WITH a 46-40 lead at the end of the third, the University of the Visayas Lancers seemed headed to an 11th title but Shooster Olago took matters into his own hands and brought the University of San Carlos Warrios back into the fight.
After a Kiefer Lim floater made it 46-42, Olago scored 10 straight points—including a steal and a dunk--to put the Warriors up by 6, 52-46. Just like that, the Warriors, considered chokers last year, was ahead for good, and not one of them was unraveling with a six-point lead with 6:34 left to play.
They had the poise, the championship bearing and the pressure on their shoulders on ending a 57-year-old title drought seemed nothing.
And like the Warriors that they were named after, they didn’t give up; not when UV took the lead in the first quarter when USC could barely make a shot, even from the line, nor when the Lancers tried fighting back, late in the fourth.
Outsized but definitely not out-hustled, Charles Pepito came with two big put-backs in the fourth, while Ian Tagapan got a kind bounce from his three-point shot to keep USC up.
With minutes left, you could feel that Warriors felt it was their moment. Their time. No more runner-up finishes. Not now. It was all over when June Manzo was thrown out, for that foul away from the ball on Olago. Poor Manzo, I hope that won’t define his series because he’s one big reason why it reached a Game 5.
I haven’t seen any dirty play from my favorite player in Green and I hope he gets a chance to redeem himself from that mistake.
With seconds left, rookie coach Bret Reroma, was shaking the table wildly, like a kid waiting to be loose on his favorite toy store, the UV coaching staff, led by Gary Cortes, gamely approached before the buzzer to congratulate the Warriors, for a series played well.
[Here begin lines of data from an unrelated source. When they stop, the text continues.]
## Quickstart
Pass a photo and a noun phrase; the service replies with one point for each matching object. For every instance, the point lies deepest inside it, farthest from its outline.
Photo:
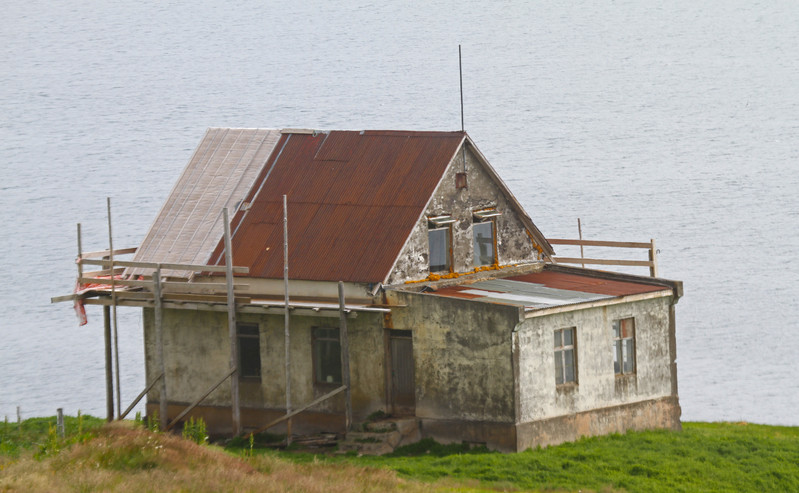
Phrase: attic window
(440, 221)
(439, 240)
(486, 214)
(484, 232)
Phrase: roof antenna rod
(460, 70)
(463, 127)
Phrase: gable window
(624, 346)
(565, 358)
(326, 355)
(438, 236)
(483, 231)
(249, 343)
(483, 243)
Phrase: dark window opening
(624, 346)
(326, 355)
(484, 243)
(565, 357)
(249, 350)
(439, 250)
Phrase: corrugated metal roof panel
(353, 199)
(219, 174)
(545, 289)
(586, 284)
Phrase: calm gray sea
(674, 121)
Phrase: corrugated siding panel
(353, 198)
(219, 174)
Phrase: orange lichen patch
(535, 245)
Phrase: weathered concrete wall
(197, 354)
(597, 385)
(513, 243)
(642, 415)
(462, 356)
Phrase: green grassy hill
(730, 457)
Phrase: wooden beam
(106, 253)
(139, 397)
(114, 307)
(163, 410)
(198, 401)
(296, 412)
(617, 244)
(601, 261)
(233, 333)
(286, 333)
(167, 266)
(653, 258)
(169, 286)
(345, 356)
(109, 362)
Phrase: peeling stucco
(514, 245)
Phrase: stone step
(382, 437)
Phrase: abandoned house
(414, 284)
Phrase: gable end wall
(513, 243)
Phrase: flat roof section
(546, 289)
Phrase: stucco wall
(462, 356)
(197, 354)
(597, 386)
(513, 243)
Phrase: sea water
(676, 122)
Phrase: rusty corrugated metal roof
(353, 199)
(219, 174)
(546, 289)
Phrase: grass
(123, 457)
(719, 457)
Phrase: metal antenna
(460, 70)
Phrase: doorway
(402, 393)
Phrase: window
(624, 346)
(249, 350)
(565, 360)
(326, 355)
(483, 243)
(439, 239)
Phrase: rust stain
(353, 199)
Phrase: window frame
(494, 259)
(620, 349)
(249, 339)
(444, 224)
(316, 340)
(560, 352)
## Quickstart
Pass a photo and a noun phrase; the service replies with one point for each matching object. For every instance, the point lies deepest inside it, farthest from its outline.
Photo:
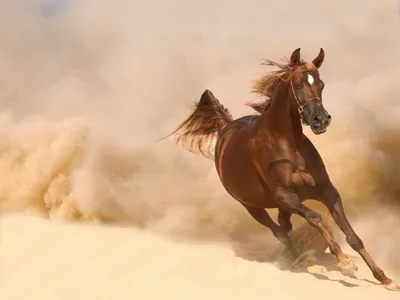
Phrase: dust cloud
(86, 90)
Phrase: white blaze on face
(310, 79)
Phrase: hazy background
(88, 87)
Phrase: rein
(302, 106)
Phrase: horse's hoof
(304, 259)
(392, 286)
(349, 268)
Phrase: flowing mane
(265, 86)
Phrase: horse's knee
(355, 242)
(314, 218)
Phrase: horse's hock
(306, 237)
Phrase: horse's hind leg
(331, 198)
(284, 220)
(262, 217)
(290, 202)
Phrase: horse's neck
(282, 116)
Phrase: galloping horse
(265, 161)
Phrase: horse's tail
(198, 132)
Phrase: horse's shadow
(325, 262)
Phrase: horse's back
(236, 166)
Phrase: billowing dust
(87, 90)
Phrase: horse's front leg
(331, 198)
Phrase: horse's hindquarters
(236, 169)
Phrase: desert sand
(93, 208)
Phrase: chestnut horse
(265, 161)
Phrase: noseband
(302, 106)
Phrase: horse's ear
(317, 62)
(295, 58)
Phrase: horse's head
(307, 89)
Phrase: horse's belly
(239, 177)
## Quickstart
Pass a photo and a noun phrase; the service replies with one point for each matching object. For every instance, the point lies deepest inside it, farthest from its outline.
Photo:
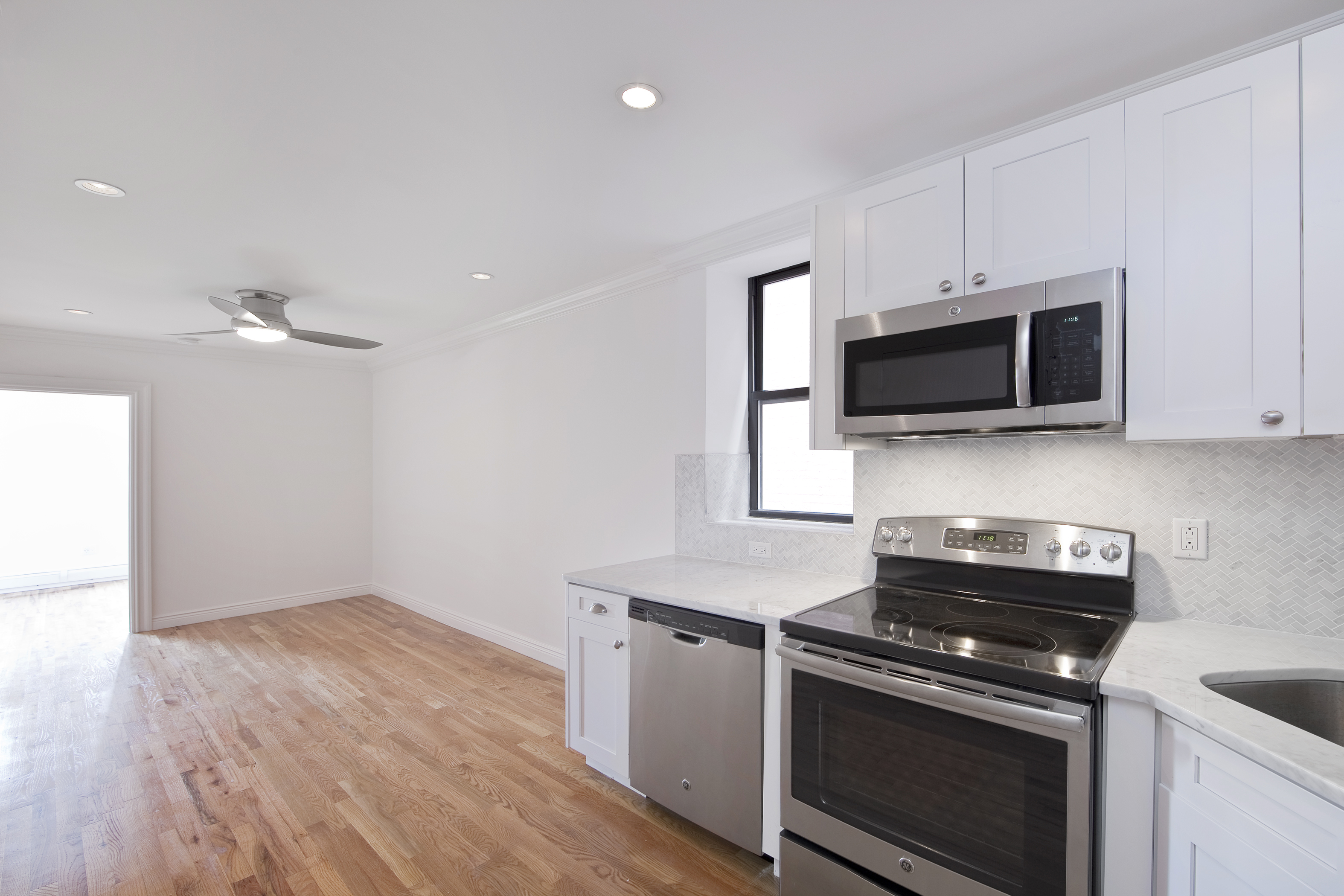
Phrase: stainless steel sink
(1311, 704)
The final buzzer. Pandemonium. But before the wild celebration, I noticed something--the Warriors paid homage to vital figures of their championship run. On the court, they trooped to Olago, the finals MVP, while off it, USC godfather Celestino Martinez Jr. was approached, without him, the Warriors wouldn’t be a contender.
Then, back on the court, Olago, and a few other Warriors approached the legendary Julian Macoy, who also had a spell as the USC coach. They were screaming, “MACOY!, MACOY!” iThe current USC legends, recognizing a former legend who still owns the record for the most points in a game.
They just made history, but the Warriors sure know who helped them get there.